First suppose that $X_1,...,X_t$ are IID random variables and $P(X_1=1)=p, P(X_1=-1)=1-p=q$ for $p\in (0,1)$, then $S_t=X_1+...+X_t, S_0=0$ is the simple random walk. I have two questions:
(1) Why are $A_t=(\frac{q}{p})^{S_t}$ and $N_t=S_t-E[S_t]$ martingales w.r.t to filtration $\sigma(X_1,...,X_t)$?
I make the standard approach: $E[A_{t+1}|F_t]=E[(\frac{q}{p})^{S_t}(\frac{q}{p})^{X_{t+1}}| F_t]=(\frac{q}{p})^{S_t}E[(\frac{q}{p})^{X_{t+1}}| F_t]$ Why should tthe last term be 1?

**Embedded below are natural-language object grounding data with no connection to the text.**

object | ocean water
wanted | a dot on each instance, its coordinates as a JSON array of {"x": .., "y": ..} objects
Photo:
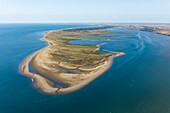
[{"x": 138, "y": 82}]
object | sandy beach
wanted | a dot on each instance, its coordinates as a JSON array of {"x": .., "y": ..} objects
[{"x": 47, "y": 86}]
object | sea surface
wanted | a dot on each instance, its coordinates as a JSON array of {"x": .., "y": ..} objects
[{"x": 138, "y": 82}]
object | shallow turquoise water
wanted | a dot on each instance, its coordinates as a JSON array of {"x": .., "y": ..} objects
[{"x": 136, "y": 83}]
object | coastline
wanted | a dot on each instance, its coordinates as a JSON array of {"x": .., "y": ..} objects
[{"x": 47, "y": 86}]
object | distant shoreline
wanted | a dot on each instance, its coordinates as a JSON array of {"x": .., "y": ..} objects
[{"x": 47, "y": 86}]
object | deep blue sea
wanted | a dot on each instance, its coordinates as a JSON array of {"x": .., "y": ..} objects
[{"x": 138, "y": 82}]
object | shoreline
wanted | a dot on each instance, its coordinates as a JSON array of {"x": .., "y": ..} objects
[{"x": 46, "y": 86}]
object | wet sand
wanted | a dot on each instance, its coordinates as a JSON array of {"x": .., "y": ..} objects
[{"x": 47, "y": 86}]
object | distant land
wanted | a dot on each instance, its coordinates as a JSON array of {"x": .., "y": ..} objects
[{"x": 62, "y": 67}]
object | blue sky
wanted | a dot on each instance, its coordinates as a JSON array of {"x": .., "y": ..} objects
[{"x": 85, "y": 11}]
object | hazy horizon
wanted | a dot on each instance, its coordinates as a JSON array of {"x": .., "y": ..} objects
[{"x": 80, "y": 11}]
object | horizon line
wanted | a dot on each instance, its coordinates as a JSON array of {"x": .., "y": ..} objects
[{"x": 53, "y": 22}]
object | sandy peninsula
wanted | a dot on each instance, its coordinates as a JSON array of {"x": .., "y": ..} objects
[{"x": 62, "y": 67}]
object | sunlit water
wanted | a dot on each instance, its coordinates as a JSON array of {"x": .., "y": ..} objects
[{"x": 138, "y": 82}]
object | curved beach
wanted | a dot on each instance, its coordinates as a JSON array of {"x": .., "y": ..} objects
[{"x": 48, "y": 86}]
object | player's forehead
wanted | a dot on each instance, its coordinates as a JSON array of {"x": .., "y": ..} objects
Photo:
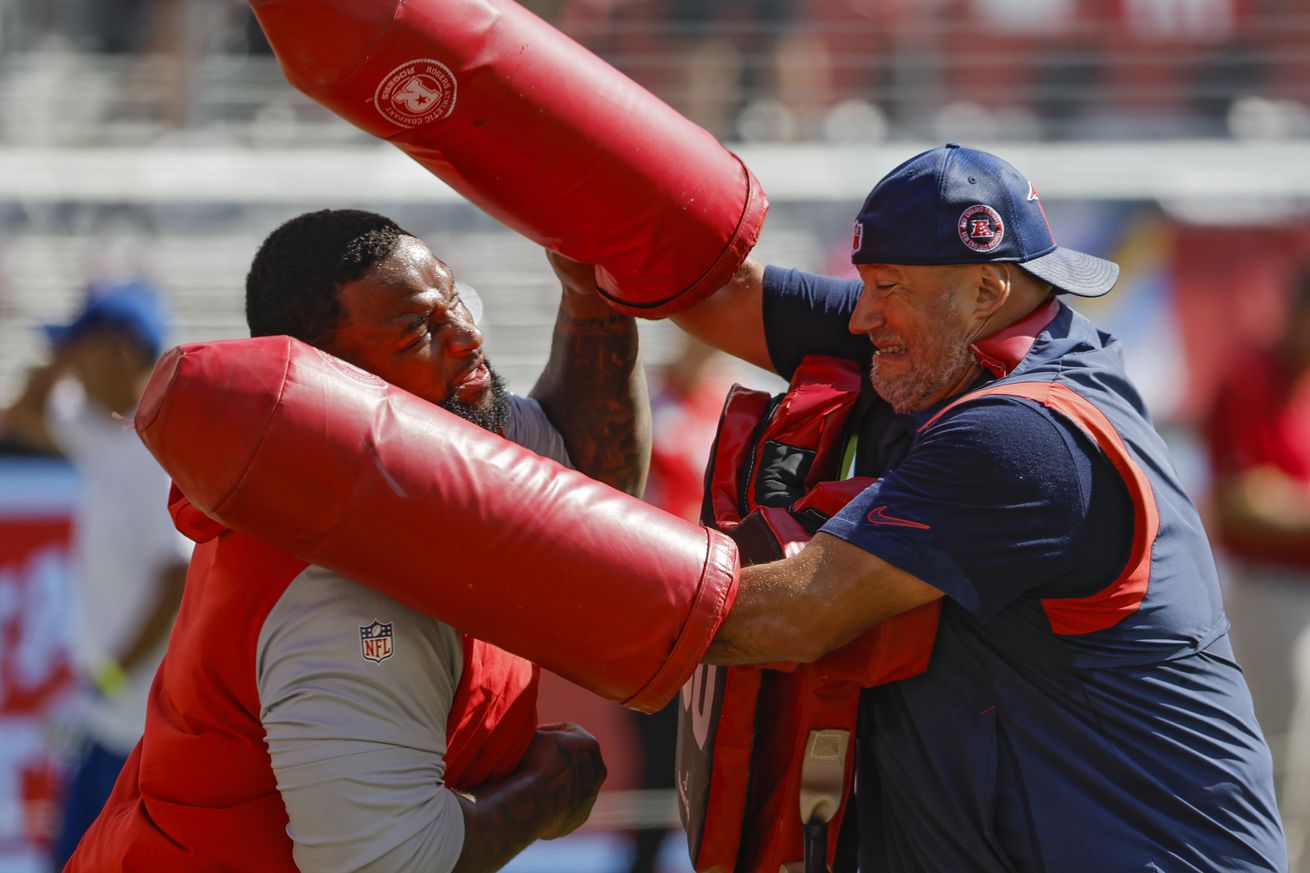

$E[N_{t+1}|F_t]=S_t-E[E[S_{t+1}]|F_t]$. Using tower property does not lead us to $E[E[S_{t+1}]|F_t]=E[S_t]$
(2) Why is the martingale $S^\tau$ not converging in $L^1$ where $\tau=\inf_\{t\in\mathbb Z^+: S_t=0\}$ is a stopping time? In this case we assume that that $S_0=1$
I have no idea here.
(1) By independence, \begin{equation*} E\Bigg[\bigg(\frac{q}{p}\biggr)^{X_{t+1}}\Bigg|\mathscr{F}_t\Biggr]=E\Bigg[\bigg(\frac{q}{p}\biggr)^{X_{t+1}}\Biggr]=\bigg(\frac{q}{p}\biggr)p+\bigg(\frac{q}{p}\biggr)^{-1}q=p+q=1. \end{equation*} Also, $E[E[S_{t+1}]|\mathscr{F}_t]=E[S_{t+1}]$ simply because $E[S_{t+1}]$ is a constant. Now \begin{align*} E[N_{t+1}|\mathscr{F}_t]&=E[S_{t+1}|\mathscr{F}_t]-E[E[S_{t+1}]|\mathscr{F}_t]\\ &= E[S_t+X_{t+1}|\mathscr{F}_t]-E[S_{t+1}]\\ &=E[S_t|\mathscr{F}_t]+E[X_{t+1}|\mathscr{F}_t]-E[S_{t+1}]\\ &=S_t+E[X_{t+1}]-E[S_t]-E[X_{t+1}]\\ &=N_t, \end{align*} the fourth equality because $S_t$ is $\mathscr{F}_t$-measurable, and so $E[S_t|\mathscr{F}_t]=S_t$, and because $X_{t+1}$ is independent of $\mathscr{F}_t$, and so $E[X_{t+1}|\mathscr{F}_t]=E[X_{t+1}]$.
As to the second question, I do not understand what you mean. If $\tau$ is a stopping time, $S_{\tau}$ is merely a random variable not a sequence, so what should converge in $L^1$?